Caras leitoras, Caros leitores,

O ano de 2024 será marcado pela mudança, não apenas na Europa, mas também no mundo. Aproxima-se o maior exercício democrático do nosso continente – as eleições para o Parlamento Europeu em junho – e terão igualmente lugar outros escrutínios nacionais e presidenciais em mais de 50 países de todo o mundo, incluindo nos EUA. As constelações políticas sairão transformadas e novas vias emergirão.

As eleições para o Parlamento Europeu serão um verdadeiro teste à confiança dos cidadãos na UE. Nos últimos anos, enfrentámos desafios sem precedentes, chegando agora a vez de os cidadãos europeus decidirem se a UE passou no teste. Uma vez que a luta contra a pobreza e a exclusão social é a principal prioridade para os cidadãos da UE, a nossa União navegará em mar revolto. A inflação, a insegurança laboral e a falta de estabilidade económica em geral criam um terreno fértil para o medo, que alimenta as narrativas populistas e extremistas.

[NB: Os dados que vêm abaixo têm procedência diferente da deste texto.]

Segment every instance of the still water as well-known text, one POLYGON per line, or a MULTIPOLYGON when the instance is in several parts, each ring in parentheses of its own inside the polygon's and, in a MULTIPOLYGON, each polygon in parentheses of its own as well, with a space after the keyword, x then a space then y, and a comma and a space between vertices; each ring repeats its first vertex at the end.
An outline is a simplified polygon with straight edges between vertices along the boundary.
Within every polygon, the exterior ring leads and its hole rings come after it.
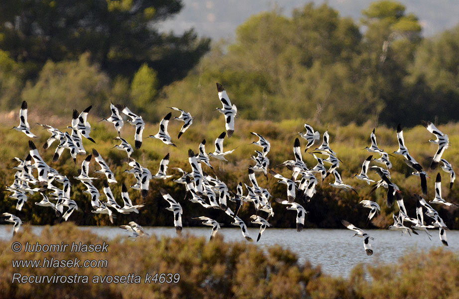
MULTIPOLYGON (((12 225, 0 225, 0 239, 8 240, 12 234, 12 225)), ((127 232, 114 227, 80 227, 89 229, 100 236, 112 239, 118 235, 128 236, 127 232)), ((39 234, 43 227, 32 226, 34 233, 39 234)), ((144 228, 150 235, 158 236, 176 236, 173 227, 147 227, 144 228)), ((190 234, 209 238, 212 227, 184 228, 182 234, 190 234)), ((248 229, 249 234, 256 239, 258 230, 248 229)), ((399 232, 385 230, 365 230, 374 238, 371 246, 374 254, 367 256, 363 249, 361 238, 352 238, 353 233, 347 229, 305 229, 300 233, 294 229, 268 228, 263 233, 258 242, 254 242, 262 248, 279 244, 295 252, 300 263, 309 260, 314 266, 320 265, 325 273, 346 277, 356 265, 373 264, 377 262, 396 263, 400 257, 413 251, 429 250, 444 247, 439 238, 438 230, 429 231, 432 235, 430 240, 424 232, 418 236, 402 236, 399 232)), ((218 234, 223 235, 227 242, 244 241, 238 228, 223 227, 218 234)), ((459 252, 459 231, 447 232, 449 246, 446 249, 459 252)))

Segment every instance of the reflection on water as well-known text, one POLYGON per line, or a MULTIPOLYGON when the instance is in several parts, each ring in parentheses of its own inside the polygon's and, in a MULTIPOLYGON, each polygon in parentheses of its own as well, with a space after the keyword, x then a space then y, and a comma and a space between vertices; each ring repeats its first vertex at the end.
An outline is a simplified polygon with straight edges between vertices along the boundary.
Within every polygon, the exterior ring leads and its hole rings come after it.
MULTIPOLYGON (((91 229, 93 232, 109 239, 118 235, 128 236, 127 232, 114 227, 80 227, 82 229, 91 229)), ((0 226, 0 239, 11 238, 12 225, 0 226)), ((32 226, 34 233, 40 234, 43 227, 32 226)), ((176 236, 173 227, 145 227, 150 235, 176 236)), ((182 233, 210 237, 212 228, 184 228, 182 233)), ((250 235, 256 240, 258 230, 248 229, 250 235)), ((321 265, 325 273, 347 277, 356 265, 375 263, 377 262, 396 263, 399 258, 413 250, 428 251, 431 248, 442 247, 438 231, 430 231, 433 235, 430 240, 427 234, 420 232, 419 235, 402 236, 398 232, 384 230, 365 230, 374 238, 371 241, 374 254, 367 256, 363 249, 363 241, 361 238, 352 238, 353 233, 347 229, 305 229, 300 233, 294 229, 268 228, 263 233, 260 241, 255 243, 263 248, 279 244, 298 255, 300 262, 309 260, 314 266, 321 265)), ((224 227, 219 234, 227 242, 244 241, 240 229, 237 227, 224 227)), ((459 231, 448 231, 449 246, 446 249, 459 252, 459 231)))

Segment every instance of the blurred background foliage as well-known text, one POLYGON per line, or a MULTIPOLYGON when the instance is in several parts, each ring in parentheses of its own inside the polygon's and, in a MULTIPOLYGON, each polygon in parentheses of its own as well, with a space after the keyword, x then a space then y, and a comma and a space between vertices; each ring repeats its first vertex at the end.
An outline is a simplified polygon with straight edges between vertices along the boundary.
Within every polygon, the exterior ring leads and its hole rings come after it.
MULTIPOLYGON (((17 125, 22 100, 28 103, 29 123, 39 137, 40 146, 48 134, 38 130, 35 122, 63 128, 70 124, 74 109, 81 111, 92 105, 89 119, 96 129, 92 135, 97 144, 85 140, 85 146, 89 150, 95 147, 113 167, 118 181, 129 184, 133 181, 122 172, 127 168, 124 155, 111 149, 111 139, 115 136, 113 126, 95 123, 110 115, 110 102, 128 106, 148 122, 144 136, 157 132, 154 123, 170 111, 167 106, 191 113, 195 121, 177 141, 178 149, 148 140, 133 155, 156 172, 160 159, 170 151, 171 167, 188 169, 186 150, 197 151, 206 138, 210 151, 223 131, 221 115, 213 111, 221 105, 216 82, 224 85, 238 109, 235 137, 225 144, 229 150, 238 148, 227 171, 218 171, 232 190, 239 180, 248 182, 247 159, 256 148, 247 145, 254 141, 251 131, 271 142, 268 157, 275 167, 291 158, 293 134, 304 130, 303 124, 311 124, 321 134, 330 127, 332 147, 344 161, 340 170, 347 183, 368 155, 356 149, 369 144, 374 127, 380 146, 395 150, 395 133, 391 128, 398 123, 412 127, 405 130, 405 140, 410 152, 426 166, 435 147, 419 142, 431 138, 423 127, 414 127, 420 120, 443 124, 440 129, 450 135, 452 145, 459 143, 459 125, 453 123, 459 119, 459 26, 424 38, 417 17, 397 1, 372 3, 358 22, 341 16, 327 4, 310 2, 295 9, 291 17, 277 10, 254 15, 239 26, 234 40, 211 45, 193 30, 181 35, 158 31, 158 24, 183 5, 179 0, 0 2, 1 210, 12 211, 15 204, 4 189, 12 182, 13 172, 8 168, 14 163, 9 159, 23 157, 28 150, 25 137, 8 131, 17 125)), ((171 122, 173 138, 180 126, 171 122)), ((122 134, 132 143, 131 126, 125 126, 122 134)), ((50 150, 40 151, 45 160, 51 160, 50 150)), ((457 165, 458 152, 452 146, 444 157, 457 165)), ((305 155, 309 165, 315 164, 310 155, 305 155)), ((71 178, 77 167, 68 158, 64 153, 52 166, 71 178)), ((391 160, 393 177, 402 188, 407 208, 412 209, 419 179, 410 176, 400 159, 391 160)), ((436 173, 429 174, 435 177, 436 173)), ((385 205, 383 192, 370 194, 367 185, 353 180, 351 184, 357 185, 360 194, 357 196, 330 187, 331 179, 319 185, 317 199, 310 204, 315 212, 307 218, 308 227, 341 227, 342 214, 363 225, 363 212, 355 206, 359 200, 372 199, 385 205)), ((285 196, 283 186, 274 181, 260 184, 275 196, 285 196)), ((96 184, 101 187, 101 182, 96 184)), ((159 212, 165 203, 157 190, 166 186, 175 195, 183 196, 183 188, 170 180, 153 180, 151 184, 148 208, 141 211, 138 220, 147 225, 170 225, 159 212)), ((119 187, 114 187, 114 194, 120 200, 119 187)), ((73 198, 81 201, 83 190, 82 185, 75 183, 73 198)), ((455 186, 448 194, 454 198, 458 193, 455 186)), ((132 193, 134 201, 140 200, 137 195, 132 193)), ((39 197, 32 197, 23 213, 32 207, 36 210, 33 202, 39 197)), ((75 213, 74 221, 108 223, 104 215, 90 213, 89 200, 84 203, 84 213, 75 213)), ((277 204, 273 204, 275 210, 277 204)), ((383 208, 377 226, 387 227, 394 211, 394 208, 383 208)), ((34 214, 32 223, 52 223, 51 212, 34 214)), ((244 217, 251 214, 246 205, 241 212, 244 217)), ((459 227, 458 211, 442 208, 440 212, 450 227, 459 227)), ((221 215, 211 216, 223 221, 221 215)), ((115 222, 121 224, 126 219, 120 215, 115 222)), ((294 225, 290 220, 279 213, 272 221, 276 227, 290 227, 294 225)), ((184 221, 185 225, 196 224, 184 221)))
POLYGON ((67 105, 49 103, 100 102, 93 112, 102 116, 111 100, 149 121, 171 105, 209 121, 218 116, 202 107, 219 105, 220 82, 249 120, 412 126, 459 119, 459 27, 424 38, 417 16, 398 2, 372 2, 358 22, 326 3, 307 3, 291 17, 262 12, 234 40, 212 45, 193 29, 158 31, 183 5, 2 1, 0 108, 24 99, 62 116, 67 105))

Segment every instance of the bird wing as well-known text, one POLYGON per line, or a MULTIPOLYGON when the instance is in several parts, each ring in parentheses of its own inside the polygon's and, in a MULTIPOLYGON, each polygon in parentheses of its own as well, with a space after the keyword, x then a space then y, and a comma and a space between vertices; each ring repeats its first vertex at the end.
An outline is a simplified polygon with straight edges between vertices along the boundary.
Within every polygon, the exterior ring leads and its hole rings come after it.
POLYGON ((230 110, 231 108, 231 101, 230 101, 230 98, 227 94, 227 91, 225 90, 223 85, 220 83, 217 83, 217 90, 219 93, 219 99, 222 104, 223 105, 223 109, 225 110, 230 110))
POLYGON ((215 152, 222 153, 223 152, 223 140, 226 135, 226 132, 223 132, 215 140, 215 152))

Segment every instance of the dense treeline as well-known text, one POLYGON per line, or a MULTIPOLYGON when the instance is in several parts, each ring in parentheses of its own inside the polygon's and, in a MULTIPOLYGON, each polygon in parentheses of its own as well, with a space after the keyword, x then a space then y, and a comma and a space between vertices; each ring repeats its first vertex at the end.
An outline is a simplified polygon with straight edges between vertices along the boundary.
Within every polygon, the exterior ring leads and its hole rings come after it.
POLYGON ((63 103, 91 102, 102 115, 111 100, 147 121, 175 106, 207 121, 216 116, 202 107, 218 106, 220 82, 246 119, 389 126, 403 119, 410 126, 459 120, 459 27, 424 38, 416 16, 395 1, 372 3, 358 22, 310 3, 291 17, 253 15, 235 40, 215 42, 200 59, 208 39, 157 29, 182 5, 2 1, 0 109, 22 98, 60 116, 73 108, 63 103))
POLYGON ((107 240, 89 231, 65 224, 45 228, 41 235, 27 226, 14 238, 23 244, 109 244, 108 253, 15 253, 10 241, 0 259, 0 296, 16 299, 37 298, 457 298, 459 292, 459 256, 435 250, 411 252, 396 265, 377 263, 354 268, 348 278, 333 277, 304 264, 289 250, 275 245, 263 250, 245 242, 211 242, 204 238, 160 239, 153 236, 135 242, 107 240), (148 255, 145 253, 148 252, 148 255), (12 268, 19 258, 43 260, 107 259, 102 268, 12 268), (23 276, 87 276, 88 283, 11 283, 14 273, 23 276), (93 284, 95 276, 140 276, 138 284, 93 284), (177 283, 144 283, 146 273, 178 273, 177 283))
MULTIPOLYGON (((82 107, 83 108, 83 107, 82 107)), ((81 109, 80 109, 80 110, 81 109)), ((218 112, 216 112, 216 113, 218 112)), ((0 211, 12 213, 19 217, 23 221, 30 221, 32 224, 52 224, 58 222, 54 211, 49 208, 38 206, 34 203, 41 199, 39 193, 30 196, 24 204, 21 211, 15 210, 15 200, 8 198, 10 192, 5 191, 4 186, 11 185, 13 180, 14 170, 11 168, 16 165, 16 161, 11 159, 14 156, 24 157, 28 152, 27 141, 29 139, 23 133, 15 131, 9 131, 13 125, 17 125, 17 116, 12 117, 10 122, 0 126, 0 143, 4 145, 0 148, 0 155, 4 157, 0 161, 0 211)), ((116 149, 112 149, 115 144, 117 144, 112 138, 116 136, 116 131, 112 124, 103 123, 97 123, 96 119, 90 116, 90 122, 94 130, 91 133, 92 137, 96 141, 94 144, 86 139, 83 143, 87 151, 90 152, 92 148, 99 151, 111 168, 114 171, 118 183, 111 184, 111 188, 117 201, 121 204, 121 184, 124 182, 128 187, 133 185, 135 180, 131 174, 123 172, 124 170, 129 169, 126 162, 125 152, 116 149)), ((29 116, 30 123, 35 122, 48 123, 56 128, 63 128, 68 125, 70 117, 66 119, 56 119, 53 117, 44 118, 41 116, 31 114, 29 116)), ((173 167, 180 167, 187 171, 191 171, 191 166, 188 161, 188 149, 191 149, 198 151, 199 143, 203 139, 207 141, 206 150, 212 151, 214 150, 214 141, 223 132, 223 119, 214 120, 209 124, 204 125, 196 123, 193 124, 178 140, 174 140, 177 148, 167 146, 162 142, 153 139, 144 141, 140 150, 134 151, 132 156, 144 167, 155 173, 158 170, 160 160, 167 153, 170 153, 170 162, 168 174, 177 174, 177 175, 170 179, 163 180, 152 179, 150 184, 150 191, 148 196, 144 200, 142 199, 138 190, 129 190, 130 198, 133 202, 137 204, 146 203, 144 207, 140 209, 140 213, 131 213, 122 215, 115 213, 116 218, 115 219, 115 225, 125 224, 133 220, 145 226, 170 226, 173 224, 171 215, 165 210, 168 206, 159 193, 161 187, 166 188, 170 194, 177 200, 183 208, 182 221, 185 226, 198 225, 199 223, 193 220, 192 217, 201 216, 208 216, 215 219, 219 222, 229 225, 232 219, 223 211, 213 209, 205 209, 196 203, 190 202, 188 199, 184 200, 185 187, 183 185, 177 184, 173 179, 178 177, 179 173, 172 169, 173 167)), ((313 125, 316 130, 321 133, 327 129, 326 127, 313 125)), ((248 160, 251 155, 254 154, 254 150, 258 150, 256 146, 249 145, 257 139, 250 135, 250 132, 257 132, 264 136, 271 143, 271 149, 268 154, 270 160, 270 167, 276 171, 287 176, 291 172, 286 168, 279 167, 279 164, 286 160, 293 158, 293 148, 295 137, 294 134, 304 130, 302 120, 285 121, 279 123, 271 122, 249 121, 238 119, 235 124, 235 131, 234 136, 230 139, 225 139, 224 149, 230 150, 236 149, 231 154, 227 156, 229 162, 225 165, 225 171, 223 168, 219 169, 219 162, 212 159, 211 163, 216 168, 216 174, 219 178, 225 182, 229 187, 233 191, 235 191, 236 186, 239 181, 249 185, 247 175, 247 167, 253 165, 254 162, 248 160)), ((169 126, 169 132, 173 137, 180 130, 182 124, 177 121, 171 121, 169 126)), ((144 136, 150 134, 155 134, 159 128, 159 125, 147 125, 144 131, 144 136)), ((380 215, 376 217, 373 225, 386 229, 392 224, 393 213, 398 212, 398 208, 394 204, 391 208, 386 206, 386 189, 380 189, 375 192, 370 192, 371 186, 365 182, 360 181, 352 176, 360 172, 363 161, 370 154, 362 149, 370 144, 369 135, 373 129, 370 124, 361 126, 349 125, 346 126, 334 125, 329 128, 330 134, 330 146, 337 152, 338 156, 343 162, 339 169, 344 183, 354 187, 358 192, 357 195, 354 192, 333 188, 329 185, 334 181, 335 178, 330 175, 323 181, 320 182, 317 186, 317 193, 310 202, 305 205, 305 208, 310 213, 306 216, 305 227, 307 228, 343 228, 341 220, 344 215, 346 218, 358 227, 364 227, 365 221, 369 213, 369 210, 359 207, 357 203, 363 199, 369 199, 378 202, 381 207, 380 215)), ((454 145, 459 144, 459 125, 450 124, 439 126, 439 129, 448 134, 452 146, 445 151, 444 157, 448 159, 453 165, 459 165, 459 148, 454 145)), ((83 193, 85 190, 84 185, 73 178, 78 175, 78 170, 81 167, 81 163, 86 157, 80 156, 77 158, 77 164, 75 164, 70 157, 68 151, 65 151, 57 162, 53 162, 54 147, 45 150, 42 145, 49 136, 49 134, 38 127, 33 128, 34 133, 39 138, 34 142, 37 145, 39 151, 42 156, 62 174, 66 175, 72 184, 71 198, 75 200, 78 204, 79 210, 76 211, 69 218, 69 221, 80 225, 111 225, 109 218, 106 215, 96 214, 91 213, 92 207, 89 195, 83 193)), ((437 171, 433 171, 429 168, 431 157, 436 150, 436 146, 429 143, 426 143, 432 138, 432 135, 422 126, 418 126, 411 129, 404 130, 405 143, 410 153, 417 160, 423 164, 427 169, 430 178, 428 179, 429 196, 426 200, 431 200, 435 197, 434 188, 435 179, 437 171)), ((378 145, 380 148, 385 150, 388 152, 392 152, 398 148, 396 137, 396 131, 393 128, 379 126, 376 129, 378 145)), ((121 132, 121 136, 128 142, 133 143, 134 128, 129 125, 125 125, 121 132)), ((305 146, 303 141, 300 142, 302 147, 305 146)), ((317 145, 318 146, 319 145, 317 145)), ((312 155, 303 154, 307 165, 313 167, 316 164, 312 155)), ((376 157, 376 156, 374 156, 376 157)), ((408 214, 412 217, 416 216, 416 201, 413 194, 420 194, 421 188, 419 177, 411 175, 412 170, 404 162, 402 157, 399 156, 390 157, 393 166, 391 169, 392 180, 398 185, 402 192, 405 205, 408 214)), ((373 162, 371 164, 376 164, 373 162)), ((203 166, 204 171, 213 174, 212 170, 207 166, 203 166)), ((99 166, 94 160, 90 166, 90 173, 92 173, 99 166)), ((448 188, 449 181, 449 174, 443 172, 440 168, 439 171, 443 178, 443 184, 444 198, 447 201, 457 203, 456 199, 459 194, 459 184, 457 182, 453 188, 449 190, 448 188)), ((102 192, 103 175, 95 174, 97 177, 101 177, 93 181, 94 185, 102 192)), ((379 179, 375 173, 371 171, 369 175, 374 179, 379 179)), ((277 183, 277 180, 268 175, 267 180, 262 174, 257 174, 257 180, 260 185, 267 188, 272 194, 273 198, 286 198, 286 187, 285 185, 277 183)), ((244 189, 244 194, 246 194, 244 189)), ((105 195, 102 193, 101 200, 105 201, 105 195)), ((271 200, 274 216, 269 220, 269 222, 274 227, 295 227, 295 212, 287 211, 285 206, 282 206, 273 199, 271 200)), ((300 202, 300 203, 302 203, 300 202)), ((229 206, 234 209, 235 204, 230 202, 229 206)), ((449 228, 454 229, 459 228, 459 209, 448 207, 444 205, 437 205, 436 208, 440 216, 445 220, 449 228)), ((246 222, 249 226, 252 225, 247 221, 250 215, 254 213, 255 210, 251 204, 244 204, 240 212, 241 218, 246 222)), ((264 213, 263 213, 264 214, 264 213)), ((426 219, 426 221, 428 221, 426 219)))

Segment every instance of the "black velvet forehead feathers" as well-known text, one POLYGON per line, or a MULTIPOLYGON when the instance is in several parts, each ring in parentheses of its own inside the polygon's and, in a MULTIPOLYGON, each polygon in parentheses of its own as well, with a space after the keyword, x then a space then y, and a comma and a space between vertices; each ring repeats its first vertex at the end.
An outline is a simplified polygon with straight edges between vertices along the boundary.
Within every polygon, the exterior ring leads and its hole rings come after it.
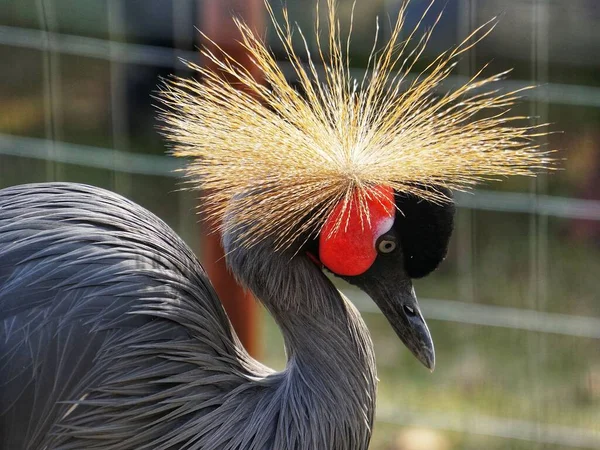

Não será fácil, mas a UE pode pôr cobro a esta tendência. Devemos dialogar com os eleitores, dando-lhes voz e escutando-os. Neste contexto, orgulho-me de anunciar a primeira Semana da Sociedade Civil do CESE (de 4 a 8 de março) em que cidadãos de toda a Europa, tanto jovens como idosos, dialogarão e formularão mensagens para os próximos dirigentes da UE que terão assento na Comissão Europeia e no Parlamento Europeu.

A UE terá também de enfrentar novos desafios. A recente decisão histórica do Conselho Europeu de dezembro de encetar negociações de adesão com a Ucrânia e a Moldávia e de conceder o estatuto de país candidato à Geórgia marcou o início de uma fase crucial do processo de alargamento. A responsabilidade de levar a cabo as reformas necessárias recai sobre os países candidatos, mas os dirigentes da UE comprometeram-se igualmente a realizar reformas internas, esperando-se a apresentação de conclusões no verão de 2024. No que toca ao CESE, estamos a promover esta causa através da integração gradual de membros por um país candidato à adesão, que contribuirão para a elaboração dos nossos pareceres e participarão nas reuniões plenárias. Fechado o convite à manifestação de interesse, está em curso o processo de seleção dos novos membros, que serão apresentados na próxima reunião plenária do CESE.

Tudo isto ocorrerá sob os auspícios da Presidência belga da UE, a quem caberá a tarefa de levar a bom porto os dossiês legislativos, bem como a preparação para as eleições europeias. A reunião plenária de janeiro será uma nova ocasião para ficar a conhecer as prioridades da Presidência belga.

Neste ano de 2024, será importante ter presente que a mudança não é um obstáculo, mas antes uma oportunidade de crescer, de moldar narrativas e de construir uma Europa mais forte e mais unida.